Except that the siding they used originally was no longer available. They, of course, hadn’t checked to see whether this was the case prior to finishing. So it took another week to find a solution (they ended up painting siding to try and closely match the original).
I couldn’t have cared less about whether the wood matched the original. I was just happy to have my house back. And I was happy that my neighbors would finally get to replace their ceiling.
So you can imagine my joy when Nigel, the supervisor, knocked on my door a few weeks ago.
“Ma’am, there has been a problem with the construction,” he said, pretending to be nonchalant.
“What kind of problem?”
“Well, there is still some leakage.”
I liked the phrase ‘still some leakage’, as though it implied that something had been done and there was only a little bit left to be fixed. It turned out that they hadn’t really known anything about where the leak was coming from – they had just made a guess and hoped for the best. The guess, shockingly, was wrong.
I made them wait three weeks while Daniel’s parents were here – I wasn’t going to have them come all the way to India and then have to live with construction!
But now the time had come again. This time, I made them bring an engineer with blueprints of the building to try and prove to me that they suddenly understood the problem. They started by pulling up a few tiles to see where the crack in the ceiling really was. Eventually it led to tearing out the whole left side of the terrace.
This time around, I wasn’t going to agree so readily. I tried to ask as many questions as I could to understand the whole process.

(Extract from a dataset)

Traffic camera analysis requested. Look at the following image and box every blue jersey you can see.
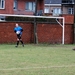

But the response to every question always somehow included ‘but ma’am, you’re foreign, so you don’t understand the way Indians do things.’
But the joke is on them: we’ve lived here now for almost six months and at least we know how to make a few more demands, Indian-style – we called the head boss and made him come over and speak to his workers; we got a written work plan detailing what needs to be done every day; we’re having someone come from the head office to supervise every day to make sure work gets done; Daniel even got the company to give half the workers wages to him so they have an incentive to finish in time.
And most importantly: I made sure they already had purchased the tiles before they started. For me, that’s progress. A sign that maybe we’re adapting to India a little better than perhaps the construction supervisors would have liked us too.
But of course, I’ve lived here long enough to also know that all of those assurances still will probably mean it will all take much longer than they’ve quoted. Luckily, I’m taking my new Indian self back to America for the holidays – so I luckily won’t be around to see! It’s the best of both my worlds.